The results from these experiments are presented in Table 4, where each
shade represents the appearance of the solution evidenced throughout the experiments. Crystallization of the solution (in light gray) was more frequently recorded when 0.25 ml plastic straw was used. Most of the solutions vitrified during cooling; however devitrification was frequently evidenced during warming (in dark gray). Among the 24 vitrification solutions, three Lumacaftor in vivo of them remained vitreous (Table 4, in black color) during both cooling and warming procedures. V2, V16 and V21 solutions were therefore selected for toxicity studies. The effect of toxicity of the vitrification solutions on membrane integrity of zebrafish ovarian follicles is shown in Fig. 1. When ovarian follicles were exposed to V21 solution the membrane integrity (77.9 ± 12.9%) did not differ (P > 0.05) from results obtained in the control group (91.0 ± 6.1%). Ovarian follicles exposed to V16 and V2 showed a decrease (P < 0.05) in membrane integrity compared to the control group. There was significant difference in membrane integrity of ovarian follicles between the room temperature control group and the vitrified groups (Fig. 2). Ovarian follicles showed membrane integrity of 59.9 ± 18.4% when fibreplug and V16 solution MAPK Inhibitor Library supplier were employed. When ovarian follicles were vitrified in V2 the membrane integrity decreased to 42.0 ± 21.0%,
using fibreplug as vitrification device (P < 0.05). After vitrification in V21 solution using plastic straw the largest decrease in membrane integrity was recorded, with a value of only 2.1 ± 3.6%.

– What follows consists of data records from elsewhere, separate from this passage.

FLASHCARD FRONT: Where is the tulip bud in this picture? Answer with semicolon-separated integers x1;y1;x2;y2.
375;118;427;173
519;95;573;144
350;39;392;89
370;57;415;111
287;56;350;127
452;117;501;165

Niclosamide Based on these results, V21 solution was not used for the subsequent experiments. The ATP concentration in the follicles declined significantly (P < 0.05) after vitrification. To make the comparisons clearer we normalised the data considering the ATP measured in the control group as 100% ( Fig. 3). Soon after warming, the ATP in the follicles vitrified in V2 declined to 22.0 ± 4.23%. Likewise, the ATP in ovarian follicles vitrified in V16 dropped to 6.9 ± 0.6% ( Fig. 3). Nevertheless, when measured 120 min post-warming the ATP in the ovarian follicles vitrified in V2 (15.1 ± 2.8%) did not differ (P > 0.05) to the ATP concentration recorded immediately after warming. In contrast, a decrease over time was observed in the follicles vitrified in V16 (3.5 ± 0.7%). The photomicrographs shown in Fig. 4 are representative examples of ovarian follicles obtained by confocal microscopy after exposure to JC-1 fluorescent probe. JC-1 was unable to penetrate deep inside the oocytes, therefore the fluorescence remained concentrated at the margins of the granulosa cells layer (Fig. 4AI and AII). Ovarian follicles from the control group displayed a contiguous peripheral aggregation of mitochondria in the granulosa cells that surround the oocytes, with a well-organized distributional arrangement and red fluorescence emission (Fig. 4AI and AII).